B. Le langage comme moyen d'expression de l'intériorité
Le langage est le véhicule privilégié pour extérioriser notre monde intérieur et le partager.
- Sentiments : Bien que parfois limitant (voir II.B.), le langage est le principal moyen d'exprimer et de partager nos sentiments et nos émotions. Il permet de les nommer, de les nuancer, et de les communiquer à autrui.
- Exemple : Écrire une lettre d'amour, confier ses peines à un ami.
- Expériences : Nous racontons nos expériences par le langage. C'est en les verbalisant que nous les structurons, leur donnons un sens et les intégrons à notre histoire personnelle.
- Exemple : Raconter un voyage, décrire un événement marquant de sa vie.
- Création littéraire : La création littéraire est l'exemple le plus flagrant de l'expression de l'intériorité par le langage. Les poètes, les romanciers, les dramaturges utilisent les mots pour explorer les profondeurs de l'âme humaine, les fantasmes, les rêves et les pensées les plus intimes.
- Exemple : Un journal intime, un roman d'introspection, un poème lyrique.
C. Le langage et la construction de l'identité personnelle
Le "je" n'est pas donné une fois pour toutes ; il se construit tout au long de la vie, en grande partie grâce au langage.
- Récit de soi (Paul Ricœur) : Le philosophe Paul Ricœur a montré que l'identité personnelle est une identité narrative.

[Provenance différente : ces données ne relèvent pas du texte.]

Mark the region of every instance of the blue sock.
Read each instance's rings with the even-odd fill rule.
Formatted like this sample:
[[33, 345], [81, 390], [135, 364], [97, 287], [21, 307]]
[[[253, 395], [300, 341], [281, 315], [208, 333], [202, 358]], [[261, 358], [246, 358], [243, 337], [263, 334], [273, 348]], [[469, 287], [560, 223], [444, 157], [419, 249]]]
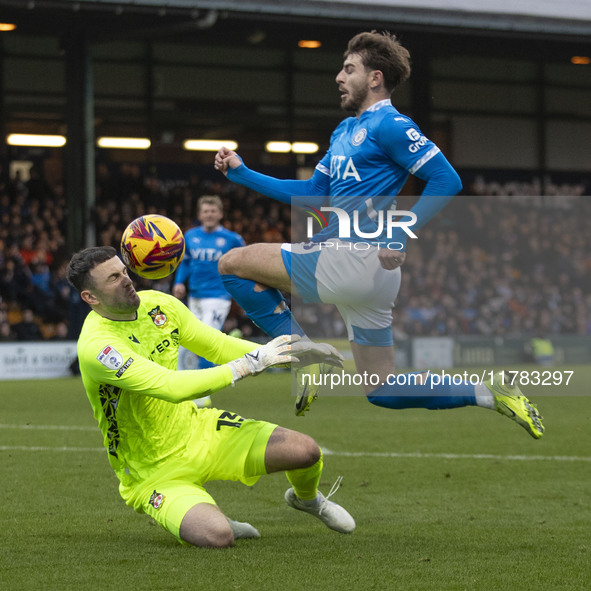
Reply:
[[[415, 373], [397, 374], [397, 383], [382, 384], [367, 395], [367, 399], [376, 406], [384, 408], [427, 408], [440, 410], [476, 406], [475, 386], [468, 382], [462, 384], [429, 383], [415, 384], [408, 376]], [[406, 376], [404, 379], [403, 376]], [[404, 382], [401, 383], [404, 379]]]
[[[285, 298], [278, 289], [255, 289], [256, 281], [236, 275], [222, 275], [224, 287], [238, 302], [248, 317], [271, 337], [282, 334], [305, 336], [302, 327], [291, 315]], [[276, 311], [279, 310], [279, 311]]]

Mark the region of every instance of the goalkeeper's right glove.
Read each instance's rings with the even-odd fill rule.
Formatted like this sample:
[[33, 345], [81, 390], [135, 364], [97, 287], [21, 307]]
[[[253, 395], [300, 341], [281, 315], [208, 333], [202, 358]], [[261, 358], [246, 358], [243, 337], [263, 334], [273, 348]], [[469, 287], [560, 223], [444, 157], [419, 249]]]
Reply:
[[246, 376], [252, 376], [265, 371], [269, 367], [286, 366], [291, 363], [291, 344], [300, 339], [299, 335], [281, 335], [271, 342], [246, 353], [240, 359], [230, 361], [228, 365], [232, 370], [234, 379], [241, 380]]

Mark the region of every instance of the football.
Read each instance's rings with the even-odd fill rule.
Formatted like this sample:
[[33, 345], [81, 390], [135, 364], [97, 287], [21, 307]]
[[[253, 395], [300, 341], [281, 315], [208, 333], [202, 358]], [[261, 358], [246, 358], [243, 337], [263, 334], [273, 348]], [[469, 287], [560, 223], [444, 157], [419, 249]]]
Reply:
[[127, 268], [145, 279], [162, 279], [175, 272], [185, 255], [181, 229], [163, 215], [133, 220], [121, 237], [121, 258]]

Nous nous construisons en nous racontant et en étant racontés par les autres. Le langage nous permet d'élaborer un récit de soi cohérent, de donner un sens à notre passé, de nous projeter dans l'avenir et d'intégrer les différents événements de notre vie.

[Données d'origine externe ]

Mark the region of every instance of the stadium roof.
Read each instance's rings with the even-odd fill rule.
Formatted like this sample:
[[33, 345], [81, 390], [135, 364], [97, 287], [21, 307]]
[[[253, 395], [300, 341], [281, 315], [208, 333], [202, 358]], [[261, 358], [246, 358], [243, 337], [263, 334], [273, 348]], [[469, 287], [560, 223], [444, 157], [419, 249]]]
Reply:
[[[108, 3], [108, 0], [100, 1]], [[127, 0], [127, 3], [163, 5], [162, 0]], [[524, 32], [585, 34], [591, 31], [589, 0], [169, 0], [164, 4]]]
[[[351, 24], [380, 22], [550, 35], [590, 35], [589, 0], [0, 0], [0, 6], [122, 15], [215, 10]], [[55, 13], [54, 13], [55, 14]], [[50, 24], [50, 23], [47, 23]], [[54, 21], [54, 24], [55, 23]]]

- Exemple : Notre identité est la somme des histoires que nous nous racontons sur nous-mêmes et que les autres racontent sur nous.
- Narration : La capacité à narrater est fondamentale pour l'identité. C'est en construisant des histoires sur notre vie que nous donnons une unité et une continuité à notre existence fragmentée par le temps.
- Exemple : Se souvenir de son enfance et la raconter, construire son CV.
- Reconnaissance : L'identité personnelle n'est pas seulement une affaire individuelle ; elle est aussi relationnelle. Nous avons besoin que notre "je" soit reconnu par autrui. C'est par le langage, à travers le dialogue et l'échange, que nous obtenons cette reconnaissance des autres, qui valide notre existence et notre singularité.
- Exemple : Être écouté et compris par un ami, être reconnu pour ses qualités ou ses actions par ses pairs. Le "je" se constitue dans l'adresse à un "tu".
En conclusion, le langage est bien plus qu'un simple outil de communication. Il est la matrice de notre pensée, le médiateur de notre rapport au monde, le ciment de nos sociétés et le miroir de notre âme. Il est à la fois ce qui nous relie au réel et ce qui nous en distingue, ce qui nous unit aux autres et ce qui nous rend uniques.